The lack of inexpensive confirmatory tests that can help differentiate between viral and bacterial respiratory infections compounds the challenge. Antibiotics are misused either due to lack of clinical skill / lack of diagnostic facility or the fear and insecurity of losing a patient to another prescriber.
Heavy patient load also causes interference in the time that needs to be devoted for history and physical examination; antibiotics are prescribed more often to safeguard oneself just in case a bacterial infection is missed. Most of these issues can be tackled by training doctors and communicating with parents / guardians on managing symptoms.
For example, parents need to explain that oral rehydration therapy helps a child with watery diarrhea rather than antibiotics.
The antibiotics are many a time misused by users, parents, and patients: They self-medicate by buying antibiotics without a prescription.
We conducted a survey among 800 parents and found that only 28 per cent knew what an antibiotic meant and 15 per cent knew about antibiotic resistance. Many confuse antibiotics for anti-pyretic. They fear that the child’s fever will not come down unless an antibiotic is prescribed.
A national guideline released in 2016 included recommended treatment for common illnesses in children. Many antibiotics have been brought under H1 category and with a redline on the label so that these are not sold over the counter without a valid prescription.
The Indian Academy of Pediatrics (IAP) has been actively involved in increasing awareness about antibiotic misuse and practice rational antibiotics. This is being done through educational tools like conferences, webinars, workshops, textbooks , etc.

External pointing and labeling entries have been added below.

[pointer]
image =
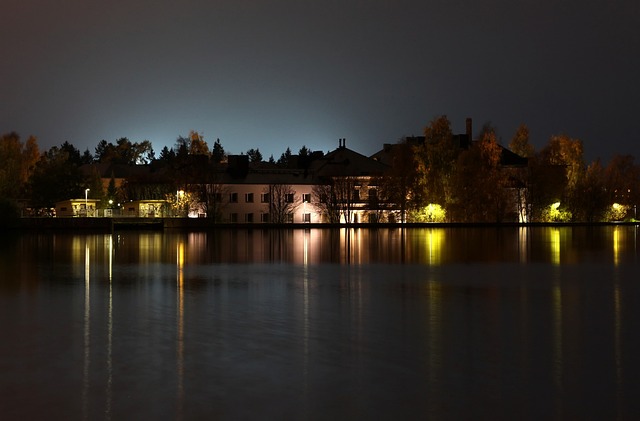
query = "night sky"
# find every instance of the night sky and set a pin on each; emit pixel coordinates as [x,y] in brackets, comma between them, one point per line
[278,73]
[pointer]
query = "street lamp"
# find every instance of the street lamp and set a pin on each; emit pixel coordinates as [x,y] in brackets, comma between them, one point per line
[86,199]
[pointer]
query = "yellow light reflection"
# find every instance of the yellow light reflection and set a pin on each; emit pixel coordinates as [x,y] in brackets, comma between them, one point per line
[435,239]
[616,246]
[523,243]
[180,327]
[554,246]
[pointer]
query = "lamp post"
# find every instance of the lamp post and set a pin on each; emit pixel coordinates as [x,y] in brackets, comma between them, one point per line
[86,199]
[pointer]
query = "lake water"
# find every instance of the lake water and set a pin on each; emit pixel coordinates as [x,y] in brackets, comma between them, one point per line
[442,323]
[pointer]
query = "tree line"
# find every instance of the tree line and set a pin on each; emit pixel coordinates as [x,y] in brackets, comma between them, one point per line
[449,183]
[432,179]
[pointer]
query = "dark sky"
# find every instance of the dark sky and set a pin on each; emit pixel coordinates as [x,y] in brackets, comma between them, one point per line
[278,73]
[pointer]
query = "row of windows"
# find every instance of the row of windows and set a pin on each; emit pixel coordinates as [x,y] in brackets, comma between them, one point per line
[289,198]
[264,217]
[264,197]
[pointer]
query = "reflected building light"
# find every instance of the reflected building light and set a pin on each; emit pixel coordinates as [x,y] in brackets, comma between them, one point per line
[554,245]
[87,332]
[180,327]
[523,243]
[305,248]
[435,239]
[108,394]
[616,246]
[305,314]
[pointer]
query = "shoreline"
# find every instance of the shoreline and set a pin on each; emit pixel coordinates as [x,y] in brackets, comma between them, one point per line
[202,224]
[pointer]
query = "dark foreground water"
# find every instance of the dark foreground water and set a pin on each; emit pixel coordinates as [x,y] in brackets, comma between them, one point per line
[460,323]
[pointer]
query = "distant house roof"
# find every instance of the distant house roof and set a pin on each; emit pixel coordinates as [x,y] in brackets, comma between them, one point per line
[512,159]
[343,162]
[138,172]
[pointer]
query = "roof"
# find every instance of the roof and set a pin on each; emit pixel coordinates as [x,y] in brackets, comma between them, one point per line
[344,162]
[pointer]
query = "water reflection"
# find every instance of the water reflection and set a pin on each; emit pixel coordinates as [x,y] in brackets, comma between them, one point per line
[451,323]
[430,246]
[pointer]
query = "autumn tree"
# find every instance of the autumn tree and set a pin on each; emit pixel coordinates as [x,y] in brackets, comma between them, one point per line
[566,153]
[17,163]
[285,160]
[435,162]
[255,156]
[197,144]
[124,152]
[590,198]
[479,193]
[326,202]
[217,152]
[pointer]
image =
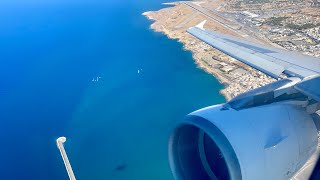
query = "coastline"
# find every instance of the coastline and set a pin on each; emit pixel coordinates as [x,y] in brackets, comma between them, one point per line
[174,20]
[200,63]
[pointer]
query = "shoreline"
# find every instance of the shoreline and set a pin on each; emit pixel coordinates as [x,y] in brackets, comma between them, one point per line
[200,64]
[174,20]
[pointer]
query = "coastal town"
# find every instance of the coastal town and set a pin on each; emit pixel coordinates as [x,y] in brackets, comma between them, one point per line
[288,24]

Yet, there is no system in place to monitor or regulate antibiotic use in the community. The antimicrobial stewardship practices followed by the developed countries rely on leadership commitment, inputs from infectious disease physicians / clinical pharmacists and require resources of time, personnel and IT support.
Extrapolating the same is not possible in a country like ours where resources are limited. Also, such models are suitable only for tertiary centers and not for primary healthcare centers and private clinics.
The ‘One Health’ approach of addressing all stakeholders is the best way forward. Public awareness about the need for judicious use of antimicrobials needs to be ramped up. This would help physicians to not resort to antimicrobials just for satisfying the health seeker.
We also need better and rapid diagnostic facilities: The availability of rapid diagnostic tests such as rapid malarial antigen test, Dengue NS1 Antigen test, etc has revolutionised the time taken to confirm a clinical diagnosis and give appropriate treatment.
The country needs stringent regulations to avoid irrational antibiotic combinations as well as over-the-counter availability of antibiotics. Vaccination plays an important role in preventing bacterial diseases such as pneumonia, typhoid, diphtheria, meningitis, whooping cough, etc.
A bigger challenge lies in checking irrational use of antimicrobials for common viral illnesses that a majority of children suffer from.